14th Sunday in Ordinary Time, Year B
First Reading: Ez 2:2-5 
Second Reading: 2 Cor 12:7-10 
Gospel Reading: Mk 6:1-6

After humanity’s original sin, God did not abandon us, but “through the prophets” taught us to “look forward to salvation,” the Church says in Eucharistic Prayer IV. Then, in “the fullness of time,” he sent us his Son.

Through prophets like Ezekiel, God spoke in “fragmentary and varied ways,” says the Letter to the Hebrews; “in this, the final age, he has spoken to us through his Son.”

“Christ, the Son of God made Man, is the Father’s one, perfect, and unsurpassable Word,” says the Catechism of the Catholic Church. “In him he has said everything; there will be no other word than this one.” Nevertheless, it says, Revelation “has not been made completely explicit; it remains for Christian faith gradually to grasp its full significance over the course of the centuries.”

This is where the Church comes in. “You are ‘Rock,’” Christ told Peter, “and on this rock I will build my Church ... I will entrust to you the keys of the kingdom of heaven. Whatever you declare bound on earth shall be bound in heaven; whatever you declare loosed on earth shall be loosed in heaven.”

Today, therefore, we can look to the Pope and the Church for guidance in matters of belief and morality, just as the ancient Israelites could look to the prophets.

However, we often react to the Church as the Jews did to Christ in the Gospel Reading: “Where did this man get all this? What is this wisdom that has been given to him? ... And they took offence at him.”

We see this reaction when the Church reiterates her teaching on divorce, contraception, pre-marital sex, or homosexuality (“Churchmen are celibate; what do they know about it?”). We see it when bishops or priests commit serious public sin (“How can we believe what the Church says when even her own members flout it?”)

Think again. When Christ promised to build his Church on Peter as on a rock, he must have known that his apostles were weak human beings. Indeed, only a few minutes later, he turned upon Peter, saying, “Get out of my sight, you Satan! You are trying to make me trip and fall. You are judging not by God’s standards but by man’s.”

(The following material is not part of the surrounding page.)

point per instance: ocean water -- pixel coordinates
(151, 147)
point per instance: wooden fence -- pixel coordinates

When Peter declared, at the Last Supper, “I will lay down my life for you!” Jesus answered, “You will lay down your life for me, will you? I tell you truly, the cock will not crow before you have three times disowned me!” When, shortly afterward, all the apostles said, “We do indeed believe that you came from God,” Jesus replied, “Do you really believe? An hour is coming – indeed has already come – when you will be scattered and each will go his own way, leaving me quite alone.”

Jesus was not cancelling the authority he had given Peter. He was not trying to discourage the men he himself had chosen. Rather, he was reminding them of their dependence on him. As God says in the Second Reading, “My grace is sufficient for you, for my power is made perfect in weakness.”

More and more, our world appears to be “a nation of rebels” in revolt against God, like Israel in the First Reading. Through insults, mockery, and repressive laws, it tries to weaken our allegiance to Christ and his Church.

We should not lose confidence. Jesus promised to remain with his Church until the end of the world and to give her his Holy Spirit to guide her into all truth. She will remain strong, therefore, not with her own strength, but with God’s.

“You will suffer in the world,” Jesus told his apostles the night before he died. “But take courage! I have overcome the world.” Our response to the “hardships, persecutions, and calamities” we suffer “for the sake of Christ,” therefore, must be that of St. Paul: “Whenever I am weak, then I am strong.”